Eccolo il Comun Denominatore con Batoru rowaiaru - Battle Royale: anche questo è un film di grande denuncia, coraggioso se si pensa poi all'anno di uscita. Si spara "alzo zero" su un Giappone che non ha voluto cogliere la lezione. Ostinato nel proseguire sui suoi rigidi schemi come se la sconfitta e la successiva occupazione americana fossero state una parentesi infelice da cancellare, come se non si siano commessi errori gravissimi. Un paese che ascolta un'ipocrita imperatore recitare preghiere in onore dei defunti della guerra ogni 15 Agosto quando proprio lui portò, col governo militare Shintoista, il paese a vivere una tragedia apocalittica. E perché quella preghiera non deve accogliere anche il marito della nostra protagonista? Indipendentemente da colpe reali o presunte, non è morto a causa della folle guerra anche lui? Sono domande mica da nulla, di solito le si evitano, non si risponde.

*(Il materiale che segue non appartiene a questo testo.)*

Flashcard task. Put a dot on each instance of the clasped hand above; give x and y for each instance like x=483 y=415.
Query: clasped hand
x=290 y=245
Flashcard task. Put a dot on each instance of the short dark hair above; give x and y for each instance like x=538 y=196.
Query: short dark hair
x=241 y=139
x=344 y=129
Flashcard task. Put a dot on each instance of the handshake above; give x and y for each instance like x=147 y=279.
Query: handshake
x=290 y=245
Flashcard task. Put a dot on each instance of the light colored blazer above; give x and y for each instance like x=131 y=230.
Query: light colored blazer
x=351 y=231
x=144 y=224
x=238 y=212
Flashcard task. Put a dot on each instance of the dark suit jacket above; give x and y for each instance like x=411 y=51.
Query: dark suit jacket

Ci sono ancora tanti spunti, rischio di passare un'intera notte a scrivere questa recensione. Ci vorrebbe un pezzo solo sulle riflessioni del maestro di liceo, per citarne uno, o meditare sul grande senso di onore, sano orgoglio, sana reputazione che è spinta e forza della donna. Ma forse è anche un bene lasciarne di questioni irrisolte, da scoprire.
Settima Arte con le maiuscole!
Solo un breve post scriptum:
Resto dell'idea che film come questi debbano essere fatti da chi col cuore e la propria cultura li sente fortemente e quindi, se si narra una tragedia giapponese ci vuole un regista giapponese. Regola semplice che però non applico in modo oltranzista né con pregiudizio, è dettata dall'esperienza, e l'occhio mi si fa più critico quando vedo, per fare un esempio, un americano raccontare di una strage nazista in Italia. Sono tentativi che producono o capolavori o schifezze innominabili, non ci sono vie di mezzo. Siccome non voglio inzozzare la recensione di questo Capolavoro allora ne cito di altri, ne scelgo solo 2, film assolutamente degni di stargli affianco, uno di un connazionale di Fukasaku e uno di un grande regista americano: il poco noto "Gembaku no ko - Children of Hiroshima" di Kaneto Shindo, altro mostro di bravura che è anche co-sceneggiatore di "Under the flag of the rising sun" insieme al regista; il famoso "Lettere da Iwo Jima" di Clint Eastwood, visione da accompagnare assolutamente, a completamento del dittico, da "Flags of our Fathers", nell'ordine che si preferisce.